The sentiment and tone in this country is not behind the Catholic Church when it comes to matters of sexuality. Besides, I’m not sure the average Catholic school educator is aligned with the monolithic position held by the Church’s central leadership. I suspect there’s a gap between the two. I’d be very surprised if the average teacher at a Catholic school holds to official Catholic doctrine on sexual identity matters.
Which simply reflects a wider issue for the Church, e.g., the gap between the Catholic church’s teaching on contraceptives and the practices of its parishioners. Maybe there was a day when, if the Catholic Church expressed its concern over a matter in the public square then people might think “We’d better look into this.” Now its concerns are seen as special pleading, and a mask for power. This school matter will be no different. Independent faith-based schools might be leaning on a rod of Egypt, so to speak.

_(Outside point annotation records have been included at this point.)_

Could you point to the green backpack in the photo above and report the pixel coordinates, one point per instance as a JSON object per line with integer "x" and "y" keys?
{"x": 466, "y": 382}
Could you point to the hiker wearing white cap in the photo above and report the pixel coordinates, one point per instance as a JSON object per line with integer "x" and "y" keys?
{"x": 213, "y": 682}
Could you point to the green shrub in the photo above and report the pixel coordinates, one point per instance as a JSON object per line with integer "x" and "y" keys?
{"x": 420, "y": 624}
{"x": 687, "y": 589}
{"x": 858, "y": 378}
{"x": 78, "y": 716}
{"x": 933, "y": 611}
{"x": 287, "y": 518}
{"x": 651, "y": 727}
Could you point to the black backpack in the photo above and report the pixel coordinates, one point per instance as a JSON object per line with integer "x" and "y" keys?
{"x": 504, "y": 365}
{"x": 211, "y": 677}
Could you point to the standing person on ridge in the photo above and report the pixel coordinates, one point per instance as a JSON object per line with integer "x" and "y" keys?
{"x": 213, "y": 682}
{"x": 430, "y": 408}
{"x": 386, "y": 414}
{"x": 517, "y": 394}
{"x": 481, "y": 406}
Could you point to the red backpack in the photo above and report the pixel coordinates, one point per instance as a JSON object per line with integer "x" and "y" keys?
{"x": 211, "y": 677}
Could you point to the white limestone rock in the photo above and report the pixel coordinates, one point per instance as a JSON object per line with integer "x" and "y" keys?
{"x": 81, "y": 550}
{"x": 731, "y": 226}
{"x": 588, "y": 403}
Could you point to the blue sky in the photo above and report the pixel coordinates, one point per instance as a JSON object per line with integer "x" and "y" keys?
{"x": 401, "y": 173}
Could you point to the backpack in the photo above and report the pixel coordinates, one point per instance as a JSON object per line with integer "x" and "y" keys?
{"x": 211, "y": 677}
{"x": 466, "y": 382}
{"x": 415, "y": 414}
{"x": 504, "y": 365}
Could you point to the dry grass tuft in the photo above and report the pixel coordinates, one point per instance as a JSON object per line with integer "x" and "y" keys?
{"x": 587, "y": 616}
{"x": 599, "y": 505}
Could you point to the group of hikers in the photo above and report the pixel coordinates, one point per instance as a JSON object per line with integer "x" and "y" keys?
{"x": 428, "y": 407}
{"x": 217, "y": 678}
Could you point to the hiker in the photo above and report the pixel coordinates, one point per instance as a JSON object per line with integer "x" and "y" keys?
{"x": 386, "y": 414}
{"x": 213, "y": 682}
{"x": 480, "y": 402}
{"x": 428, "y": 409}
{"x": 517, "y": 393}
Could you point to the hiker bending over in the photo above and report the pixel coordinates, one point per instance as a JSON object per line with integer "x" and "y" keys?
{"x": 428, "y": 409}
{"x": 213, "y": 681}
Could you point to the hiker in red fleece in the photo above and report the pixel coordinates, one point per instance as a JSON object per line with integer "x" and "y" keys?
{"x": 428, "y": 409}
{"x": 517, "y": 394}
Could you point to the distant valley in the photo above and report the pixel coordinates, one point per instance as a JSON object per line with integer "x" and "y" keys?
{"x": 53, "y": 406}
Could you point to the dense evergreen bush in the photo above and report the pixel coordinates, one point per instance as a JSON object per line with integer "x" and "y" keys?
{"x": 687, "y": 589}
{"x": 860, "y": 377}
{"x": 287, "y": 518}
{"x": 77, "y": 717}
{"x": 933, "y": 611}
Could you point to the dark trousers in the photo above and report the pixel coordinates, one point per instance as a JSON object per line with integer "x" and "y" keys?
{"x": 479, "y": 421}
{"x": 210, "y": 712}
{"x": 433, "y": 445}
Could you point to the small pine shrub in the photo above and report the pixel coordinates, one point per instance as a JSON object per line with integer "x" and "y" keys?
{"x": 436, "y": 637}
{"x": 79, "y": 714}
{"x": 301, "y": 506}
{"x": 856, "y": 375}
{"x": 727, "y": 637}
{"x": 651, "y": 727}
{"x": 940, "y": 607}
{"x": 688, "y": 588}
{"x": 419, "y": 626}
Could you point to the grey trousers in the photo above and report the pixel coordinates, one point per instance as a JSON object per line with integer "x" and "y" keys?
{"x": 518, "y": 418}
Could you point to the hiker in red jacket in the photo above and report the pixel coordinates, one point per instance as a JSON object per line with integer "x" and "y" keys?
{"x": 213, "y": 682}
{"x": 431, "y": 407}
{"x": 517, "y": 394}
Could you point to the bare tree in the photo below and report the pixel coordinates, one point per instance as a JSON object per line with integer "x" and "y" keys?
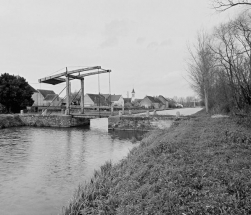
{"x": 223, "y": 5}
{"x": 200, "y": 67}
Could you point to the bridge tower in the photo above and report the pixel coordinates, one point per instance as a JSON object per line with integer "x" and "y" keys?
{"x": 133, "y": 95}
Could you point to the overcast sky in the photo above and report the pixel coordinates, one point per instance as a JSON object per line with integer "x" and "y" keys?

Of course, none of this negates the fact that Christian schools need to be loving when they are dealing with the coalface of the sexual revolution right up front. When self-identifying trans students and those who say they are gay or non-binary are in your classrooms everyday you want to navigate that space carefully and pastorally.
Yet most schools do. The stories that make the news are few and far between. However the ALRC is not interested in our schools pastorally caring for students whose lifestyles we disagree with, but who we wish to walk alongside. They are interested only in enervating our message that there is a better, more holistic, and satisfying identity in Christ available to all. They are insistent that the gospel message of an identity in Christ is antithetical to a flourishing life, and is, rather, an impediment to the safety, mental health, and autonomy of a student.
So watch this space. Pooh-pooh my concerns – and those of the likes of Neil – if you like. But that’s the direction this thing is going, and unless there is a concerted effort to stand our ground, that’s the place we’re going to land. Disagree with me if you will, but you’re going to have to give me another likelier outcome if you do so.